TKDN adalah Tingkat Komponen Dalam Negeri, PDN adalah Produk Dalam Negeri dan P3DN adalah Peningkatan Penggunaan Produk Dalam Negeri. Ketiga hal tersebut merupakan hal yang sangat berkaitan. P3DN adalah usaha Pemerintah untuk mendorong masyarakat agar lebih banyak menggunakan produk dalam negeri guna menumbuhkan kemandirian bangsa dan meningkatkan peran Indonesia dalam rantai suplai global dan untuk mengetahui penggunaan PDN ditentukan berdasar besaran komponen dalam negeri pada setiap barang/jasa yang ditunjukan dgn nilai TKDN.

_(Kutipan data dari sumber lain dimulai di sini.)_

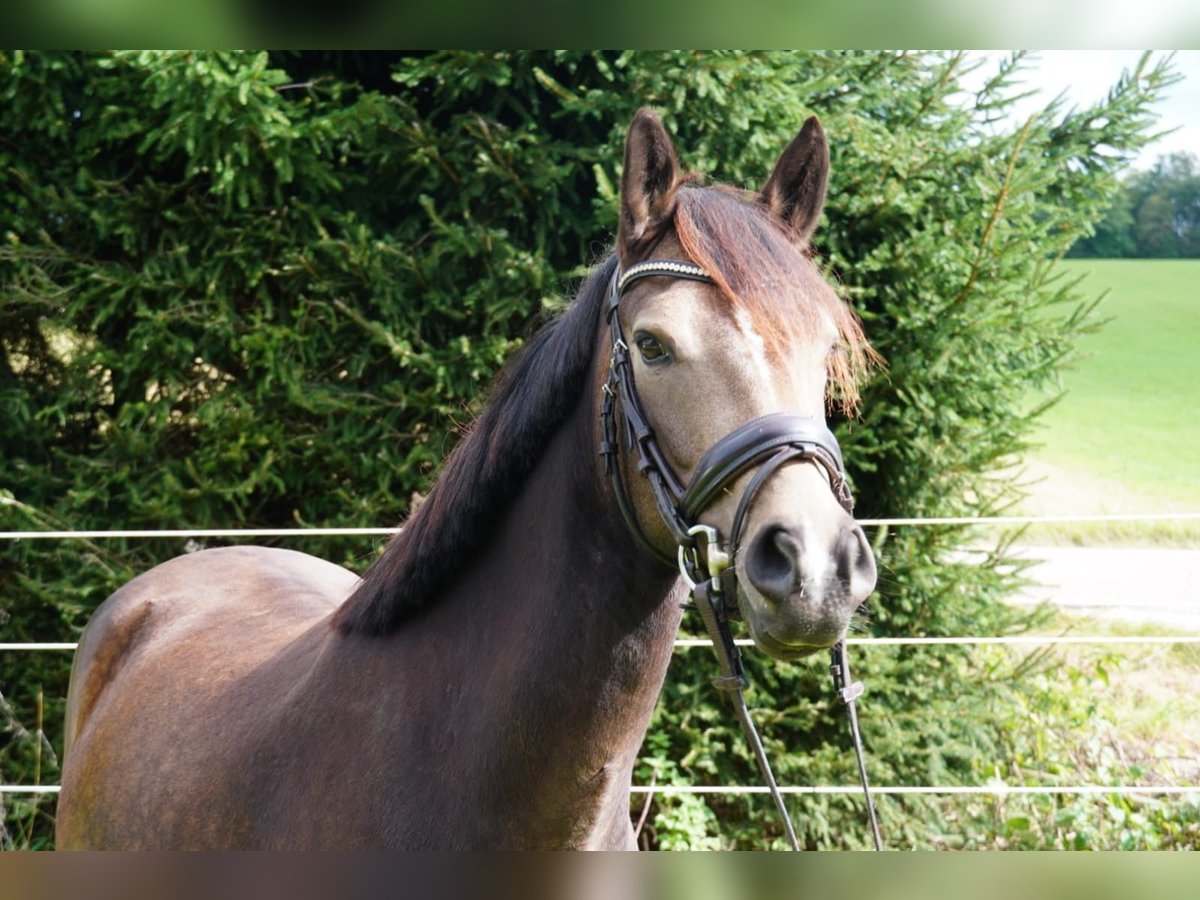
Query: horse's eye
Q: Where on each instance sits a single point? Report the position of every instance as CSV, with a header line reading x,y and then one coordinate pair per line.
x,y
651,348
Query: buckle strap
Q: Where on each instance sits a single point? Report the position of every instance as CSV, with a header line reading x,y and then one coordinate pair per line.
x,y
850,691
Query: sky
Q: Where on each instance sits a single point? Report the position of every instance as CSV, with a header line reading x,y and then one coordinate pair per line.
x,y
1086,76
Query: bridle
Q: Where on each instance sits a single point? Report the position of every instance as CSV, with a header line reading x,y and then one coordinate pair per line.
x,y
703,559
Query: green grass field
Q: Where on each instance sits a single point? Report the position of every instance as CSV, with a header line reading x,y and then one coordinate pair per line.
x,y
1126,438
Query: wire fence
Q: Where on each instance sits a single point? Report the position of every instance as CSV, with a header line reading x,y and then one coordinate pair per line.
x,y
989,790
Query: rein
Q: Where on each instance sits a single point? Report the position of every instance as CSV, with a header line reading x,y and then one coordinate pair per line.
x,y
768,443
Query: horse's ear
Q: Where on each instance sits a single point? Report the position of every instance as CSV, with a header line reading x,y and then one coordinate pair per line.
x,y
796,189
648,184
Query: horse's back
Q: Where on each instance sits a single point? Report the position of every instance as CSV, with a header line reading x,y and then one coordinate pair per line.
x,y
181,637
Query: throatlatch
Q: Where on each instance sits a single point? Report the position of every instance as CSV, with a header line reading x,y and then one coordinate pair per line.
x,y
767,443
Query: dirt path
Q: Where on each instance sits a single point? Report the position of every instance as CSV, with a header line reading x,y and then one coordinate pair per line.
x,y
1135,585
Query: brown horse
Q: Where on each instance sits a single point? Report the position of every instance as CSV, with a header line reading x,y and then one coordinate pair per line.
x,y
491,678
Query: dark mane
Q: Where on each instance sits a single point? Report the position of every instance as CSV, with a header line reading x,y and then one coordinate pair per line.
x,y
489,467
757,267
761,269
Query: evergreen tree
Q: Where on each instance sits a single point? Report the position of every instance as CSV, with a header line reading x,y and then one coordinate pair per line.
x,y
244,289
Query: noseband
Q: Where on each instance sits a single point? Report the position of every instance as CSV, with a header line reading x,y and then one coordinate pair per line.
x,y
778,438
768,443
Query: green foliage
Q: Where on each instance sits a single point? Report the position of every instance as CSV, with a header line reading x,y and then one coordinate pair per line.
x,y
1155,216
262,289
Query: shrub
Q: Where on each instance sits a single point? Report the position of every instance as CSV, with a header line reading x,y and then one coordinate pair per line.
x,y
247,289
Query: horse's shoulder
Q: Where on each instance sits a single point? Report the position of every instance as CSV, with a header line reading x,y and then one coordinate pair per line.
x,y
222,598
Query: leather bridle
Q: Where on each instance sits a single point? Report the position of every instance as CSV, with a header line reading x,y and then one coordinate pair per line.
x,y
706,561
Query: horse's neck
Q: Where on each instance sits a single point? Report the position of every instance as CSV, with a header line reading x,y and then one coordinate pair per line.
x,y
550,651
591,619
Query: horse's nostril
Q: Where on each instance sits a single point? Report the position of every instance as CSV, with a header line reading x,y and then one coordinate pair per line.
x,y
773,562
856,563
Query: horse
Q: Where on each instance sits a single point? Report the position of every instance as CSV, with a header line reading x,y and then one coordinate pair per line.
x,y
489,682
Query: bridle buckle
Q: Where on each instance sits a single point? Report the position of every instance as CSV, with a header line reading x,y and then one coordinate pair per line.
x,y
705,556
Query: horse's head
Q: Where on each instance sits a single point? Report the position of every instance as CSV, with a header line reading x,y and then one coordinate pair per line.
x,y
735,345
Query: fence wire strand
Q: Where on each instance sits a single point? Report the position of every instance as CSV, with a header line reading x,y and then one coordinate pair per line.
x,y
991,790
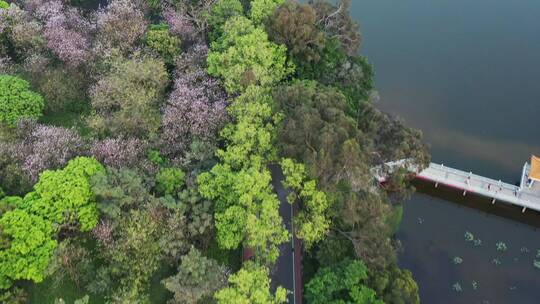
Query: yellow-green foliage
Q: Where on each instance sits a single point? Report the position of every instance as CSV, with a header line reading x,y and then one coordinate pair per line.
x,y
247,209
251,140
250,285
244,56
312,220
170,180
65,196
221,11
261,10
29,250
17,101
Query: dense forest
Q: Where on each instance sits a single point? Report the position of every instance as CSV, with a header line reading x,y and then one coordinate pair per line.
x,y
135,144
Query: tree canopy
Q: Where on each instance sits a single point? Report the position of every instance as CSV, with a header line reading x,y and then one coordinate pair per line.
x,y
17,100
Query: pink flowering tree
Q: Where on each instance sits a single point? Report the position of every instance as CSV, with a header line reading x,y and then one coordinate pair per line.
x,y
188,19
120,25
47,147
196,107
119,152
67,33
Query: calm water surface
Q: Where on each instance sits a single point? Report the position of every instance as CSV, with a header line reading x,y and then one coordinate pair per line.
x,y
466,72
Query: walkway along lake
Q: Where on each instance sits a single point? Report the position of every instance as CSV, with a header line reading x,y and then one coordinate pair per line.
x,y
466,73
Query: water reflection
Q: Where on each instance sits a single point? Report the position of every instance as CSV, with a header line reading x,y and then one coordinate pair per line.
x,y
466,73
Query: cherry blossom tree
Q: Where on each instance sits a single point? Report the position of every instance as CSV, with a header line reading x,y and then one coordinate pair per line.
x,y
66,31
195,109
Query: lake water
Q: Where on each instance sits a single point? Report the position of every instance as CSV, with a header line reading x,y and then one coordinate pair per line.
x,y
467,74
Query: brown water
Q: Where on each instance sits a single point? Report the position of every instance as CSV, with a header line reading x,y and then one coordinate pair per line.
x,y
465,72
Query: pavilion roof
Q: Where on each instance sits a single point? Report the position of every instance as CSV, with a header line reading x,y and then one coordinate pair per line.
x,y
534,173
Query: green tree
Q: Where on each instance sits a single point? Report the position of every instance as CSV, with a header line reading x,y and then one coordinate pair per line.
x,y
170,181
261,10
247,210
133,256
160,40
251,139
220,12
246,207
312,221
397,286
250,285
295,25
126,100
65,196
341,283
243,56
196,280
18,101
71,261
119,190
30,248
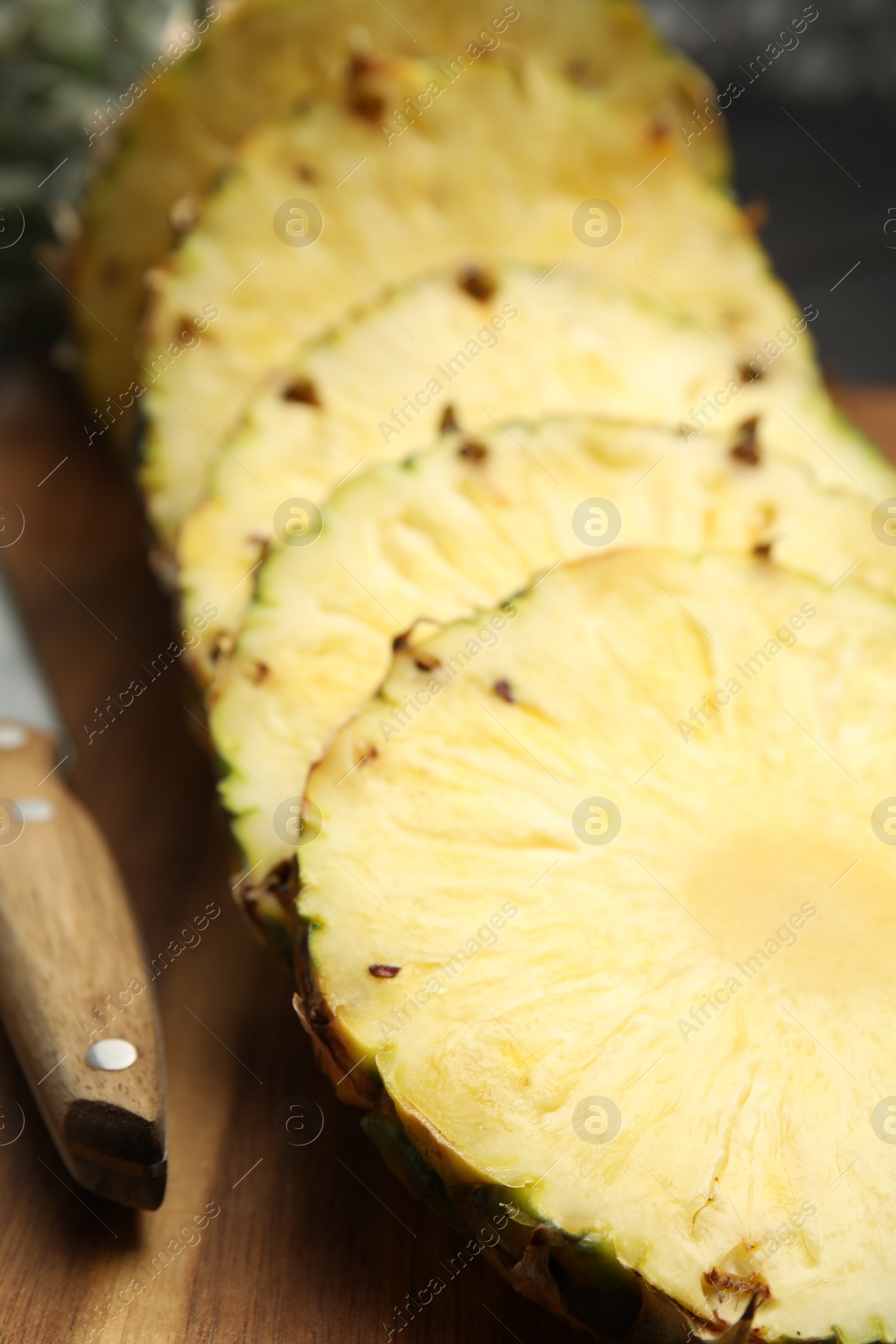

Untuk mengoptimalkan pelaksanaan pengadaan seluruh SKPD baik Inspektorat, Sekretariat DPRD, Dinas/Badan/Satpol PP/Bagian dan RSUD serta Kecamatan se-Kab Banyuwangi, maka dilaksanakanlah sosialisasi mengenai teknis penyusunan HPS dalam pengadaan barang dan jasa pemerintah dan P3DN ini. Fokus sosialisasi teknis ini adalah kepada para PPK (Pejabat Pembuat Komitmen) seluruh SKPD Se- Kab. Banyuwangi yang memiliki tugas pokok dan kewenangan dalam menetapkan HPS.